Una enorme nave del tamaño de un edificio permanecía fija en el aire. Un cuerpo cuadrado, oscuro y de protuberancias afiladas que parecía abrir sus fauces, listo para devorar. El avión la sobrepasó por escasos metros cuando parecía destinado a introducirse en su honda garganta mecánica.
—Oídme bien. Voy a abrir la escotilla de emergencia. Vigilad la despresurización, y que nadie se desabroche los cinturones —dijo David, antes de volver sobre sus pasos.
Se cruzó con su mujer e hijo y les sonrió. Ella hizo ademán de levantarse, con un rictus de preocupación en su rostro.
—¡No, Laura! No os mováis de ahí.
—¡Papá! —Su hijo le miraba con lágrimas en los ojos.
—No tengáis miedo… estaré bien.
No esperó más; forzó con aparente facilidad la puerta de emergencia y saltó a través de ella, acompañado por los desgarradores gritos de terror de su mujer. Suspendido en el aire y dejándose caer al vacío, el puzle de su mente iba ensamblando nuevas piezas a medida que era engullido por la niebla.
Cayó de pie en el suelo del desierto creando un gran cráter en la arena. Frente a él se posó la nave alienígena, emergiendo ominosa de entre la densa capa de oscuridad. Una figura salió de ella y se situó frente a David. De cabellos rubios, musculoso cuerpo y ojos azules, vestía un mono oscuro y ajustado y una capa negra.
—Vaya, vaya. Largo tiempo sin vernos, Kryahak.

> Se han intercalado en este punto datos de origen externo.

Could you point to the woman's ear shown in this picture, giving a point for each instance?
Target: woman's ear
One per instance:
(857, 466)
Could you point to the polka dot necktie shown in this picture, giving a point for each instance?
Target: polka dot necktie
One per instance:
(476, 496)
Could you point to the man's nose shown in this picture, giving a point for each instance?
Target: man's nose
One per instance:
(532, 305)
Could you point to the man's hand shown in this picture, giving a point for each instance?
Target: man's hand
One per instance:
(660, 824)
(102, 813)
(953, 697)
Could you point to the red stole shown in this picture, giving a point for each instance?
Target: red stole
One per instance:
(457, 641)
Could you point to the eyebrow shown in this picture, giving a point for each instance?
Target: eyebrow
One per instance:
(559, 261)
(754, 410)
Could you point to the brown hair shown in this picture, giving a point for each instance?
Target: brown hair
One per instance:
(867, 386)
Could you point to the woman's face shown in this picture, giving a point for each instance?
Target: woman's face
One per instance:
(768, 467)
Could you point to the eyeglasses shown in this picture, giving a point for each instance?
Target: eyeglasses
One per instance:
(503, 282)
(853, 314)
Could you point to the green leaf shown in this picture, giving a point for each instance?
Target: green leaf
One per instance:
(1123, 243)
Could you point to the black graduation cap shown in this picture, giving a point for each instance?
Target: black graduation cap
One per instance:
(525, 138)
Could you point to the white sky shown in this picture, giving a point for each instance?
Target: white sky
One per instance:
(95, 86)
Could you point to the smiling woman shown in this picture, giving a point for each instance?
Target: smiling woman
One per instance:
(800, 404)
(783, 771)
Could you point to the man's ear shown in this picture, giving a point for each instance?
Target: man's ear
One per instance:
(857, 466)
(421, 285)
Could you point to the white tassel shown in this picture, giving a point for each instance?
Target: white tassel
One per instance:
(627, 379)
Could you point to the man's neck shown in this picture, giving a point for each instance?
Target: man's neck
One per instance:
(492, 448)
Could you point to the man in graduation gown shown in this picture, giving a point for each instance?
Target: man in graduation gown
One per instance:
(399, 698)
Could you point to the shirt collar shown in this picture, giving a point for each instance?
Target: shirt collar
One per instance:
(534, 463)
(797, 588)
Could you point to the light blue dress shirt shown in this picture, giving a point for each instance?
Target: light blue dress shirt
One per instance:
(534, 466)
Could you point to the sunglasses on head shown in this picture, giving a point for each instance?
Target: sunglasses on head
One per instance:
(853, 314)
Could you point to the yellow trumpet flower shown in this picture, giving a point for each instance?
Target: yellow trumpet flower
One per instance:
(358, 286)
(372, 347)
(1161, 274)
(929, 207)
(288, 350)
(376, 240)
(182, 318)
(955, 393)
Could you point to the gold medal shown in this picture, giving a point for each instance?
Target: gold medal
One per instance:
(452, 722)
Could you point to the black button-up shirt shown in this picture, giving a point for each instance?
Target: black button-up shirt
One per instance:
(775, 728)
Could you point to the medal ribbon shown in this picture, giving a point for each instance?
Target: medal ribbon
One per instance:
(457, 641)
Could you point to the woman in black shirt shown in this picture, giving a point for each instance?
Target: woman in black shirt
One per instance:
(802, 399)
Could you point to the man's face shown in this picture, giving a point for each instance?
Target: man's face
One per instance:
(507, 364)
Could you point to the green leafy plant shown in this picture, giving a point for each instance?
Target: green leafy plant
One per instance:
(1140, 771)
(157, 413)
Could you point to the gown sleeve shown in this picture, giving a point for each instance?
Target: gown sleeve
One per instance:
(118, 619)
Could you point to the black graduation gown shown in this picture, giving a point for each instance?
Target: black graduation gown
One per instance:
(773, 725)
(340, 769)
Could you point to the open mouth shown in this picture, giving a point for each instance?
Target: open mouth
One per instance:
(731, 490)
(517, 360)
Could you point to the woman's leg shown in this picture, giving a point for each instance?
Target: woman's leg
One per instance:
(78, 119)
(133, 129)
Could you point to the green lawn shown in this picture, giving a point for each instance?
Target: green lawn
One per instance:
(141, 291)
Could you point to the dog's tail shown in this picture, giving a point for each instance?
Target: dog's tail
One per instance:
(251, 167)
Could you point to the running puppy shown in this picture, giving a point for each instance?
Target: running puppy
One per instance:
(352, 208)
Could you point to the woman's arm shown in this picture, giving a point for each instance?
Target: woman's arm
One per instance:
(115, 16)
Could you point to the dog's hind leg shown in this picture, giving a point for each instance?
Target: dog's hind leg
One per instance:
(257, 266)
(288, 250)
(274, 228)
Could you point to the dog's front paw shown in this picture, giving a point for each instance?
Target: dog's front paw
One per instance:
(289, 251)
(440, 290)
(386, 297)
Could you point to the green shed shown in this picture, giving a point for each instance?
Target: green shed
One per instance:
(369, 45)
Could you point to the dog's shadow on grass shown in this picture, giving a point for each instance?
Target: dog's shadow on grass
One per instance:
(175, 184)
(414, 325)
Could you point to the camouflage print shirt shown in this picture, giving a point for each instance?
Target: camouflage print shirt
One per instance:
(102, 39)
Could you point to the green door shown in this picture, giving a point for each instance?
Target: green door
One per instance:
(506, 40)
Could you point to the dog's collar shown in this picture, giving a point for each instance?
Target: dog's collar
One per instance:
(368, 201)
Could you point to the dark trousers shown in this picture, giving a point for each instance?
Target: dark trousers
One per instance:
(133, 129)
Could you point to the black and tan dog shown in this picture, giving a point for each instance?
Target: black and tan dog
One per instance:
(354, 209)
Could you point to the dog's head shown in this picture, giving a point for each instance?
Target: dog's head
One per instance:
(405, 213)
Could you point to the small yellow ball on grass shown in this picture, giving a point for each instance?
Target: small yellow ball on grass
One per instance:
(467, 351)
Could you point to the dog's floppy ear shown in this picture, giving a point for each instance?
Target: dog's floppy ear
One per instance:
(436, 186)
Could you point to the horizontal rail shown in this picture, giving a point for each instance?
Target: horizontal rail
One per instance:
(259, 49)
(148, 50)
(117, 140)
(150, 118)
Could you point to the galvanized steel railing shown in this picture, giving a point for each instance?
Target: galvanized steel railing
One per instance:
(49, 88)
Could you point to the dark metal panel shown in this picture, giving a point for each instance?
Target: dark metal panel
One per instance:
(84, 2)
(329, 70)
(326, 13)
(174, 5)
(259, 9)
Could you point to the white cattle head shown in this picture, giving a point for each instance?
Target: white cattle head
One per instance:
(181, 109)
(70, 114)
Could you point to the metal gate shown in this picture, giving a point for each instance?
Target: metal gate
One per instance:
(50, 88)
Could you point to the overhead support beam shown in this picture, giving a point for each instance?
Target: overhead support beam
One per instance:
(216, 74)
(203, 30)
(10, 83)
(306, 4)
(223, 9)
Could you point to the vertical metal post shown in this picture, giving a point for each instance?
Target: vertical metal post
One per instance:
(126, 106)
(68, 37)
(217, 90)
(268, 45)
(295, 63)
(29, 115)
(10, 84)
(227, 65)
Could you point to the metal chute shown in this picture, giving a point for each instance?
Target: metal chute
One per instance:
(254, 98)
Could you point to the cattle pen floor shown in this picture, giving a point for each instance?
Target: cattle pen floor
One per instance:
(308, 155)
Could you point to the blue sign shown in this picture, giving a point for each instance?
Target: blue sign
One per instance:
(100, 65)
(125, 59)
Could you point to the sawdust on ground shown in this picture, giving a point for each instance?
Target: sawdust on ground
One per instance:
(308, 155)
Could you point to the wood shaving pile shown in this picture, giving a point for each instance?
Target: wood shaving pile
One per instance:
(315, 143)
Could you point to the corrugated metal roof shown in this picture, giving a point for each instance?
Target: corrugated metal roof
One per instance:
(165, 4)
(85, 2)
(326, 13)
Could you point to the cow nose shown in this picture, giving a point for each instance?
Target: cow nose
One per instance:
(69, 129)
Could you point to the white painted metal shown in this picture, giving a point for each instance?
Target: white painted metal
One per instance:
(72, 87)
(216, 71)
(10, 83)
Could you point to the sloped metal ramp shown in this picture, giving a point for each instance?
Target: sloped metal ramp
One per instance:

Al final he tenido que venir yo mismo a buscarte.
—Ahora soy David —dijo él—. Lo siento, pero no quiero volver.
—¿Te parece correcto, Kryahak? ¿Qué van a pensar tus compatriotas de esto? Tu misión era estudiar y traernos especímenes de este planeta, no quedarte a vivir aquí. ¿Cuántos ciclos han pasado? ¿Quince?
—No… no lo sé —se encogió y se sujetó la cabeza con las manos, gimiendo—. Simplemente vete, deja en paz este planeta.
—Oh… no te acuerdas de mí, ¿es eso, verdad? ¡Ni siquiera recuerdas a los tuyos, por eso te has quedado a malvivir aquí como un salvaje en vez de hacer tu trabajo!
—¡No es verdad! Me… me acuerdo… pero vosotros no entenderíais esto. Tengo aquí a mi familia.
—¿Familia? —el hombre rió—. ¿Te refieres a esa aberración que ha nacido de ensuciar tu sangre con la de una humana? Vas a venir conmigo, Kryahak, luego ya veremos qué hacemos con este patético planeta.
—¡Nunca!
Corrieron el uno hacia el otro y chocaron sus puños en un impacto que levantó la arena a su alrededor. Siguió un encarnizado intercambio de carreras, puñetazos y patadas que destruyó rocas y cactus y dibujó largos surcos en el suelo.
David retrocedió alejándose de su rival, asustado por enfrentarse por primera vez a un poder comparable al suyo.
—¡Eres patético, Kryahak! ¡Qué esperar de alguien que se ha acomodado a vivir en un sitio como este!
El alienígena embistió a David, que intentó cubrirse con los brazos, y le propinó una lluvia interminable de golpes y patadas que pronto acabaron impactándole en el rostro. Tras varios segundos, David, exhausto, no pudo prestar resistencia cuando su enemigo le levantó del cuello.
Agonizante, intentó en vano apartar las manos de su rival que le estrujaban las vías respiratorias. No era lo suficientemente fuerte, les había fallado. «Perdóname, cariño…», pensó, visualizando la cara sonriente de su mujer. «Perdóname… hijo mío».
—Prepárate para morir, traidor.
Algo surcó los cielos a la velocidad del rayo e impactó en el pecho del invasor. David cayó al suelo, libre del agarre. Levantó la vista y vio a su rival estampado contra su propia nave a cien metros, tosiendo sangre. La giró, y vio junto a él al aliado más insospechado.
Su hijo, erguido y bien firme contra el suelo, emanaba un aura luminosa que, según su asombrada percepción, irradiaba más poder que él y su enemigo juntos. —¡Deja en paz a mi papá! —Los azules ojos llorosos del niño brillaron con intensidad, y una luz rompió la oscuridad de la noche y se proyectó contra el alienígena y la nave que lo amparaba.